4. Religiusitas Atoni Pah Meto dan
Inkulturasi Gerejawi
Religiusitas
Atoni Pah Meto menampakkan wajah iman yang sangat konkret, relasional, dan
komunikatif. Iman bukanlah seperangkat konsep abstrak, melainkan pengalaman
yang diungkapkan melalui ritus, simbol, dan tindakan bersama. Dalam setiap
ritual agraris, mulai dari doa untuk hujan hingga syukur atas panen, terkandung
makna sosial, ekologis, dan religius yang memperkuat rasa kebersamaan dan
menjaga harmoni antara manusia, alam, dan yang ilahi. Melalui ritus-ritus
semacam ini, komunikasi simbolik terjalin, manusia tidak hanya berbicara kepada
Tuhan, tetapi juga kepada tanah, leluhur, dan sesama dalam sebuah dialog kosmis
yang menyatukan.
Dalam
pandangan dunia Atoni, kehidupan manusia selalu dilihat dalam jalinan yang utuh
antara Tuhan (Uis Neno), alam, dan komunitas. Segala sesuatu hidup dalam
relasi dan saling ketergantungan, tidak ada batas tegas antara sakral dan
profan. Karena itu, ketika umat Naesleu menghiasi arca Bunda Maria dengan kain
tenun Atoni Pah Meto, tindakan itu bukanlah bentuk sinkretisme atau pencampuran
iman yang dangkal, melainkan perwujudan inkulturasi yang sejati. Gereja tidak
datang untuk menghapus simbol-simbol lokal, tetapi untuk menanamkan Injil di
dalamnya, agar Sabda Allah berakar dalam tanah dan budaya umat.
Semangat
inkulturasi ini sangat sejalan dengan ajaran Konsili Vatikan II. Dalam Gaudium
et Spes No. 53, para Bapa Konsili menegaskan bahwa budaya manusia adalah
wadah tempat iman berakar dan bertumbuh, serta Gereja dipanggil untuk
menghormati, memurnikan, dan mengangkat nilai-nilai lokal sebagai sarana
pewartaan Injil. Dengan demikian, tindakan umat yang memadukan simbol budaya dalam
devosi kepada Maria adalah wujud nyata dari Gereja yang bertumbuh di tanahnya
sendiri, Gereja yang mengenakan wajah lokal tanpa kehilangan jantung
universalnya.
Paus
Yohanes Paulus II dalam Redemptoris Mater No. 46 menegaskan bahwa Maria
adalah ikon Gereja dalam peziarahan iman, figur yang mengajar umat untuk
membuka diri kepada karya Roh Kudus di tengah sejarah dan kebudayaannya. Ketika
dedikasi mariani diinkulturasi dalam bentuk motif tenun, bahasa lokal, dan
ritus adat, Gereja sedang melakukan tindakan pastoral yang sah secara teologis,
menghadirkan misteri keselamatan dengan bentuk-bentuk yang dapat dirasakan,
disentuh, dan dihayati oleh hati umat.
Maka, dalam religiusitas Atoni Pah
Meto, inkulturasi bukanlah sekadar strategi budaya, tetapi perjumpaan kasih
antara Injil dan tanah, antara sabda ilahi dan kebijaksanaan leluhur. Melalui
Bunda Maria, iman itu menemukan bentuknya yang lembut namun kokoh, iman yang
berakar di tanah kering, tetapi berbunga di bawah sinar rahmat Tuhan.

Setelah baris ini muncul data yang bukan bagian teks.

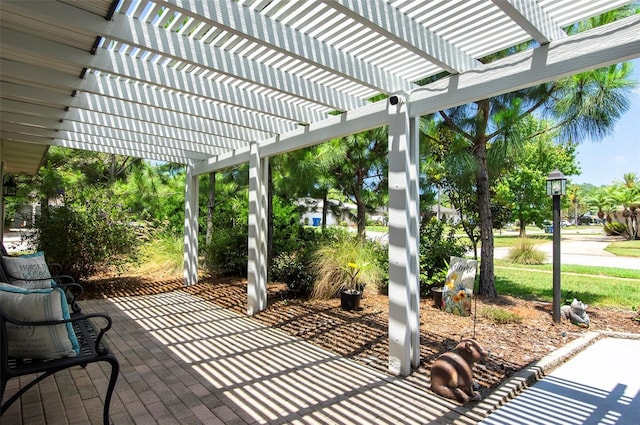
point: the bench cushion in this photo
(31, 305)
(31, 266)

5. Teologi Sosial dan Martabat Petani
Lahan Kering
Mayoritas
Atoni Pah Meto di wilayah Timor Tengah Utara hidup dari tanah kering yang
menuntut ketekunan, kesabaran, dan solidaritas sosial yang tinggi. Tanah bagi
mereka bukan sekadar sumber nafkah, melainkan ruang perjumpaan antara manusia,
alam, dan Tuhan. Dalam konteks ini, teologi sosial Gereja terutama dalam
Ensiklik Mater et Magistra art. 18-20 memberikan dasar reflektif bahwa kerja
manusia di atas tanah merupakan partisipasi dalam karya penciptaan Allah. Enkiklik
tersebut menegaskan martabat manusia sebagai pekerja yang mengambil bagian
dalam rencana ilahi, bukan sekadar penghasil barang ekonomi, melainkan pelaku
cinta kasih sosial yang konkret.
Paus
Yohanes XXIII dalam Mater et Magistra menulis bahwa kerja manusia adalah
“tanda partisipasi dalam penciptaan ilahi dan perwujudan kasih kepada sesama” (signum
participationis in opere divino). Maka, kerja petani lahan kering di Timor
dapat dibaca secara teologis sebagai actus caritatis, tindakan kasih
yang menyatukan manusia dengan ciptaan dan dengan Allah. Di sini, lahan kering
bukan simbol kemiskinan, melainkan locus theologicus, tempat iman diuji
dan diwujudkan dalam ketekunan harian.
Dalam
terang ensiklik Laudato Si’ No.67, relasi petani Atoni Pah Meto dengan
tanah mencerminkan spiritualitas ekologis yang mendalam. Paus Fransiskus
menulis, “tanah adalah karunia yang kita terima dari Tuhan, dan setiap bentuk
kerja di atasnya adalah tindakan pemeliharaan bersama.” Dalam konteks Timor,
para petani membaca tanda-tanda waktu melalui musim kering dan hujan, melalui
kesuburan dan kegersangan, sebagaimana mereka membaca kasih Allah yang
tersembunyi di balik kesulitan hidup. Teologi sosial yang berpihak kepada
petani lahan kering mengundang Gereja untuk tidak hanya berkotbah tentang belas
kasih, tetapi juga meneguhkan keadilan ekologis dan keberlanjutan hidup.
Simbol
kain tenun yang dikenakan pada patung Bunda Maria selama perjalanan keliling di
berbagai lingkungan dalam wilayah Paroki Naesleu menjadi wujud nyata teologi
inkarnasional dari kerja dan martabat. Tenun bukan hanya produk estetika,
tetapi hasil dari perjuangan perempuan di tanah yang keras. Melilitkan kain
tenun pada arca Bunda Maria berarti menghadirkan seluruh jerih payah, doa, dan
solidaritas perempuan Timor di hadapan Allah. Kain itu berbicara tentang tangan
yang bekerja, tanah yang kering, dan iman yang bertahan. Seperti ditulis dalam
studi Obe dan Firmanto, (2020), “kerja tangan petani adalah bentuk doa yang
berkelanjutan, doa yang ditenun dalam panas dan debu.”
Dengan
demikian, martabat petani bukan sekadar soal sosial-ekonomi, melainkan juga soal
teologis dan spiritual. Petani Atoni Pah Meto, dalam menanam di tanah kering,
meneladani Bunda Maria yang dengan rendah hati menerima Sabda dan
menumbuhkannya dalam kehidupan. Maria, yang berziarah ke setiap lingkungan,
tidak hadir sebagai ratu yang jauh, melainkan sebagai ibu (Aina atau Ena)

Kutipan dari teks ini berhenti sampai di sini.